Se você ainda não leu José Paulo Cavalcanti, não sabe o que está perdendo. Em prosa ou em verso, ele atua como propulsor de energia espiritual.
É preciso valorizarmos os bons autores contemporâneos, principalmente
os da nossa região, pois, na ligeireza da época, vence a cultura da
vulgaridade, massificada incultura faz valer essa subliteratura.
Se Deus quiser, José Paulo e sua admirável Letícia (ambos
da Academia Pernambucana de Letras) receberão, no dia 14 de novembro, o título
de Sócio de Honra da nossa Academia, outorgado em Assembleia Geral. A distinção
será entregue na sessão solene comemorativa dos 80 anos da instituição.
O
escritor e jurista J.P.C (F) com o seu filho completam a terceira geração de
advogados que visam à essência da justiça, comprometidos com a ética.

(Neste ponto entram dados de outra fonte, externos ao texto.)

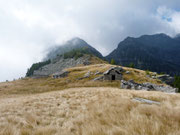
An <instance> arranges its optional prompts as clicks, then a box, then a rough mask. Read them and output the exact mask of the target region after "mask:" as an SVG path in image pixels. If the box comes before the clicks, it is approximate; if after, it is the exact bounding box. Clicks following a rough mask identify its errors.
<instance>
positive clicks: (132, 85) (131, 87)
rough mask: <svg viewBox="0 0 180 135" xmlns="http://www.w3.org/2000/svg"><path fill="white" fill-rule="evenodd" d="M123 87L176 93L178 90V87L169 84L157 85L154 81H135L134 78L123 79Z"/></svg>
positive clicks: (121, 85) (147, 90)
mask: <svg viewBox="0 0 180 135" xmlns="http://www.w3.org/2000/svg"><path fill="white" fill-rule="evenodd" d="M121 89H133V90H147V91H162V92H168V93H175V92H177V89H176V88H173V87H171V86H169V85H167V86H164V85H156V84H152V83H142V84H139V83H135V82H134V81H133V80H129V81H125V80H122V81H121Z"/></svg>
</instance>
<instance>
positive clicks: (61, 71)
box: [52, 71, 68, 76]
mask: <svg viewBox="0 0 180 135" xmlns="http://www.w3.org/2000/svg"><path fill="white" fill-rule="evenodd" d="M65 73H68V71H60V72H56V73H54V74H52V75H53V76H55V75H58V76H60V75H62V74H65Z"/></svg>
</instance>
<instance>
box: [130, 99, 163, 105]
mask: <svg viewBox="0 0 180 135" xmlns="http://www.w3.org/2000/svg"><path fill="white" fill-rule="evenodd" d="M132 100H133V101H136V102H141V103H147V104H157V105H160V102H157V101H152V100H148V99H144V98H138V97H136V98H133V99H132Z"/></svg>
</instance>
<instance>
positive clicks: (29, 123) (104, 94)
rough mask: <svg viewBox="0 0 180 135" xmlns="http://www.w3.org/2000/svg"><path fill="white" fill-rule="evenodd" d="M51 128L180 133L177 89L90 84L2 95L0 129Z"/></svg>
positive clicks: (47, 128)
mask: <svg viewBox="0 0 180 135" xmlns="http://www.w3.org/2000/svg"><path fill="white" fill-rule="evenodd" d="M135 97H139V98H145V99H149V100H154V101H158V102H160V105H156V104H152V105H149V104H144V103H140V102H135V101H133V100H132V99H133V98H135ZM54 134H55V135H71V134H72V135H161V134H163V135H166V134H167V135H179V134H180V95H179V94H167V93H161V92H146V91H128V90H121V89H118V88H108V87H106V88H105V87H99V88H91V87H90V88H71V89H66V90H63V91H55V92H48V93H42V94H34V95H25V96H23V95H19V96H16V97H1V98H0V135H54Z"/></svg>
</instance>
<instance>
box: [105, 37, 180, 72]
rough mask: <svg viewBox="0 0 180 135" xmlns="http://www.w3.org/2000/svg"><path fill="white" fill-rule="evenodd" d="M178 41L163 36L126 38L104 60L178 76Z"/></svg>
mask: <svg viewBox="0 0 180 135" xmlns="http://www.w3.org/2000/svg"><path fill="white" fill-rule="evenodd" d="M179 52H180V41H179V40H177V39H175V38H171V37H169V36H167V35H165V34H156V35H144V36H141V37H139V38H132V37H128V38H126V39H125V40H124V41H122V42H120V43H119V45H118V47H117V49H115V50H114V51H113V52H112V53H110V54H109V55H108V56H107V57H106V58H107V59H108V60H109V61H110V60H111V59H114V60H115V61H116V63H117V64H120V65H123V66H127V65H129V64H130V63H134V65H135V67H136V68H139V69H143V70H151V71H155V72H159V73H160V72H165V73H168V74H171V75H174V74H177V75H178V74H180V68H179V67H180V53H179Z"/></svg>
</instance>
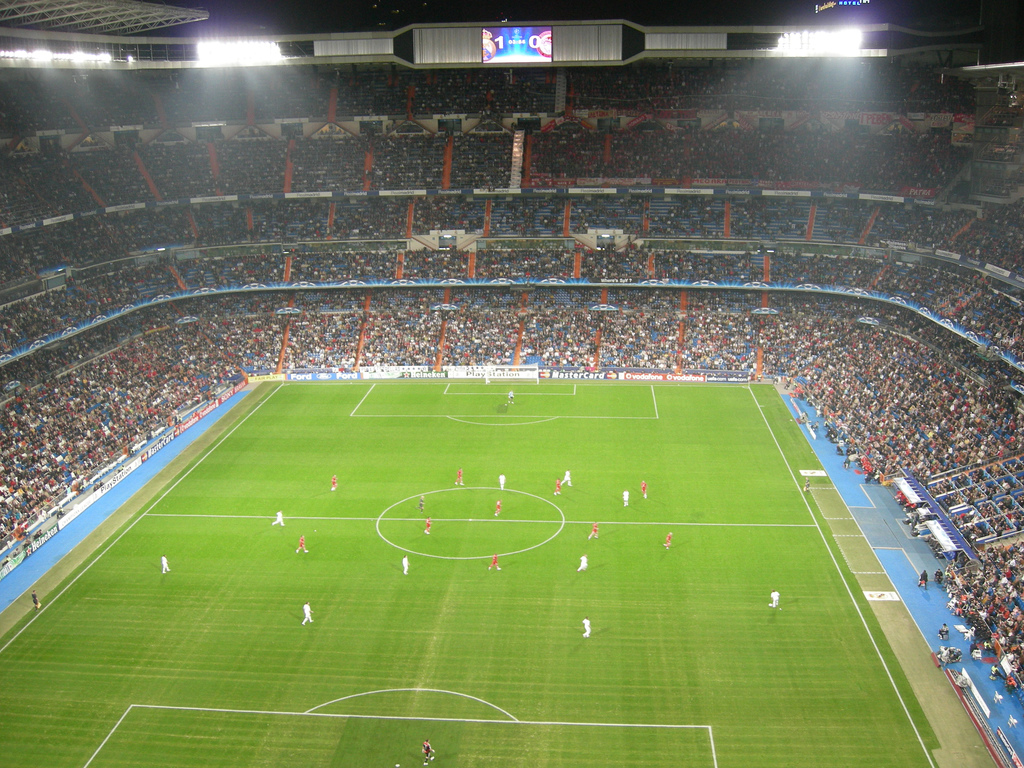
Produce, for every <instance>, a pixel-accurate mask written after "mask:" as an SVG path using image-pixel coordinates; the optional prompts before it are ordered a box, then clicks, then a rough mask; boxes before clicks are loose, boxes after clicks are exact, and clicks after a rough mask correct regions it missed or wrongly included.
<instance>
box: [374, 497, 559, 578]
mask: <svg viewBox="0 0 1024 768" xmlns="http://www.w3.org/2000/svg"><path fill="white" fill-rule="evenodd" d="M449 495H454V496H449ZM421 497H422V498H423V500H424V511H423V512H422V513H421V512H420V511H419V510H420V508H419V500H420V498H421ZM498 501H501V502H502V510H501V513H500V514H498V515H495V514H494V513H495V511H496V506H497V502H498ZM549 507H550V508H551V509H548V508H549ZM395 509H400V510H401V511H402V512H404V513H406V514H402V516H401V517H397V516H396V517H387V514H388V513H389V512H391V511H392V510H395ZM551 510H554V512H555V513H557V515H558V516H557V517H554V515H553V514H552V512H551ZM545 515H548V516H547V517H546V516H545ZM428 517H429V518H430V521H431V528H430V534H426V529H425V523H426V519H427V518H428ZM382 523H383V525H384V526H385V527H386V528H387V531H388V535H387V536H385V532H384V530H382ZM513 526H514V527H513ZM550 526H557V527H556V528H555V529H554V531H553V532H551V534H550V536H548V530H549V529H550ZM376 527H377V536H379V537H380V538H381V539H382V540H384V542H386V543H387V544H389V545H390V546H392V547H394V548H395V549H397V550H401V551H402V552H408V553H410V554H412V555H420V556H421V557H433V558H436V559H438V560H482V559H485V558H488V557H492V556H493V555H495V554H496V553H497V554H498V556H499V557H505V556H508V555H518V554H521V553H523V552H528V551H529V550H531V549H537V548H538V547H542V546H544V545H545V544H547V543H548V542H550V541H551V540H552V539H554V538H555V537H556V536H558V535H559V534H561V532H562V528H564V527H565V513H563V512H562V510H561V509H560V508H559V507H558V505H557V504H555V503H554V502H552V501H549V500H548V499H545V498H543V497H540V496H537V495H536V494H528V493H526V492H525V490H513V489H511V488H505V489H504V490H501V489H500V488H496V487H465V486H460V487H457V488H442V489H440V490H427V492H424V493H423V494H417V495H415V496H411V497H409V498H408V499H402V500H401V501H398V502H395V503H394V504H392V505H391V506H390V507H388V508H387V509H385V510H384V511H383V512H381V513H380V515H379V516H378V517H377V522H376ZM537 529H540V530H541V532H540V535H537V534H536V531H537ZM538 540H540V541H538ZM489 541H494V542H495V545H494V546H493V547H492V546H489V545H487V546H486V547H483V545H484V544H485V543H487V542H489ZM414 542H418V543H419V544H415V545H414V544H413V543H414ZM530 542H532V543H530ZM503 544H504V546H505V547H508V546H509V544H511V546H510V547H509V548H508V549H503ZM527 544H528V546H526V545H527ZM403 545H408V546H403ZM476 546H480V547H481V548H483V549H484V550H485V551H484V552H483V553H482V554H479V555H477V554H469V555H466V554H453V552H457V551H459V549H460V548H468V549H470V550H472V549H473V548H474V547H476ZM431 550H432V551H431Z"/></svg>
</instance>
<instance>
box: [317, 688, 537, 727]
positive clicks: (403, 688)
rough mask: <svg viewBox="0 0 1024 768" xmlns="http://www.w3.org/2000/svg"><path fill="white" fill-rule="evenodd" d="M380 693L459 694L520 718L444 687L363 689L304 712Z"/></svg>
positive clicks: (332, 698)
mask: <svg viewBox="0 0 1024 768" xmlns="http://www.w3.org/2000/svg"><path fill="white" fill-rule="evenodd" d="M378 693H444V694H446V695H450V696H459V697H461V698H468V699H470V700H472V701H477V702H479V703H482V705H484V706H486V707H489V708H490V709H493V710H497V711H498V712H500V713H502V715H504V716H505V717H507V718H508V719H509V720H518V719H519V718H517V717H516V716H515V715H513V714H512V713H510V712H506V711H505V710H503V709H502V708H501V707H499V706H498V705H495V703H490V701H487V700H486V699H485V698H480V697H479V696H473V695H470V694H469V693H462V692H460V691H457V690H445V689H443V688H384V689H382V690H368V691H362V692H361V693H350V694H349V695H347V696H342V697H341V698H332V699H331V700H330V701H325V702H324V703H322V705H316V706H315V707H312V708H310V709H308V710H306V711H305V713H303V714H306V715H308V714H310V713H313V712H316V710H323V709H324V708H325V707H330V706H331V705H336V703H338V702H340V701H348V700H349V699H352V698H362V697H364V696H375V695H377V694H378Z"/></svg>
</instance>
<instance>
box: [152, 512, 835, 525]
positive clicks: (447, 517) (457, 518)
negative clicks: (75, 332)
mask: <svg viewBox="0 0 1024 768" xmlns="http://www.w3.org/2000/svg"><path fill="white" fill-rule="evenodd" d="M146 517H212V518H218V519H224V520H234V519H237V520H270V521H271V522H272V521H273V519H274V518H273V517H270V516H269V515H199V514H189V513H187V512H182V513H175V512H150V513H147V514H146ZM377 519H379V518H377V517H301V516H298V515H294V516H291V517H286V518H285V520H321V521H329V520H334V521H335V522H375V521H376V520H377ZM425 519H426V515H423V516H422V517H386V518H384V520H383V521H384V522H410V521H419V522H423V520H425ZM430 519H431V522H516V523H542V524H545V525H550V524H552V523H557V522H559V521H558V520H518V519H514V518H508V517H499V518H497V519H496V518H494V517H433V516H432V517H431V518H430ZM843 519H847V518H843ZM597 522H598V524H599V525H609V526H611V525H678V526H680V527H683V526H690V527H709V528H814V527H817V526H816V525H814V523H810V522H654V521H647V520H624V521H618V520H603V521H602V520H598V521H597ZM565 524H566V525H592V524H593V520H589V519H588V520H566V521H565Z"/></svg>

Os dois
estudaram na Universidade de Harvard, Sérgio fez especialização em cyberlaw. Lembram Carnelutti: “vamos
dizer as coisas como as coisas são. Quase igual é o mesmo que diferente”.
Otimista
ameno, a vida de J.P.C. é de conquistas. O ex-ministro da Justiça é consultor
da Unesco e do Banco Mundial. Integrou a famosa Comissão da Verdade. Dizem as
boas línguas que ele, convidado pelo Presidente da República, escapou de ser ministro
do Supremo Tribunal Federal. Dizem as más línguas que ele mandou fazer a roupa
da posse, mas foi preterido por exigência demagógica. Não tem um claro
pré-requisito de nascença.
Com
Fernando Pessoa, “Uma Quase Autobiografia”, Livro do Ano da Academia Brasileira
de Letras, obteve disputados prêmios, entre os quais o Jabuti. O livrão, mais
de 700 páginas, parece ter sido psicografado por novo heterônimo do poeta. Publicado
em Portugal, já é um clássico também no Brasil.
Por
último, publica “So Mente a Verdade”,
que vai virar seriado da Globo e está traduzido em várias línguas. São 21
contos, composição que homenageia Neruda, lembrando “Vinte Poemas de amor e uma
canção desesperada”. Lendo, você vai encontrar muito amor e pouco desespero, e
tudo o que foi prometido, ou seja, mistério,
misérias, o inesperado, o trágico, o sublime, sobretudo você vai
experimentar o espanto. Convivências
do bom humor como antídoto das fundas tristezas, incontidas emoções, desconsolo
que não chega à desesperança, mas à final exultação.
Os
relatos não guardam a tradicional estrutura dos contos. Em conteúdo e forma, Zé
Paulo renova, moderniza, inova. Por exemplo, coloca o pico emotivo não no final,
mas no meio do conto. Veste a real idade observada, como Consultor, com leveza
literária, faz do episódio parceiro da imaginação. Arranca personagens da beira
do abismo, ou mesmo, alguns que habitam o abismo.
É
possível sentir o sorriso trágico que eleva o sofrimento integrado à apologia
do ser humano. Por vezes, põe dúvida nos acontecimentos, deixando que o leitor
decida. Porque se trata de A Verdade
Mente So Mente Aparentemente.
Ninguém
pode mudar uma vírgula do texto, até porque o autor não gosta de vírgulas.
Inova colocando-as, adequadamente,
depois do ponto de interrogação: de fato, onde termina a pergunta. O escritor
prefere o ponto para afastar ambiguidades, dar relevo à frase, fluidez e ritmo
marcantes.
Esses
contos são novelas ou romances in fieri.
Lá estão os elementos sugestivos das longas ficções. Na economia verbal,
iluminam nossas perplexidades, devolvem a visão do trágico cotidiano, com
lições que nos podem exaltar. Afinal de contas, importa celebrar, permanentemente, a gloriosa epifania da existência.
Por
outro lado, os gregos antigos amavam o teatro, as tragédias e se edificavam.
Shakespeare
põe na boca de personagem em “Trabalhos de Amor Perdidos”: “vive vida longa
quem tem o coração leve”. É com essa leveza que o contista, como consultor
jurídico, observa a vida. Distingue de uns o pensamento dominante, os que
buscam tranquilizar a consciência, os que agem não pelo que aparentam mais por
inconfessada razão, as surpresas do comportamento humano.
Para
tanto, o autor usa a gostosa linguagem nordestina. Assim, leitor, você fará
breve hospedagem literária em casa pernambucana e verá na sala, flores num jarro, mais, na mesa pé de moleque, bolo de rolo e
queijo de coalho.
Como
tudo acaba, o final do livro é pura memória, sem imaginações: Uma canção
desesperada, pela saudade: morte do amigo.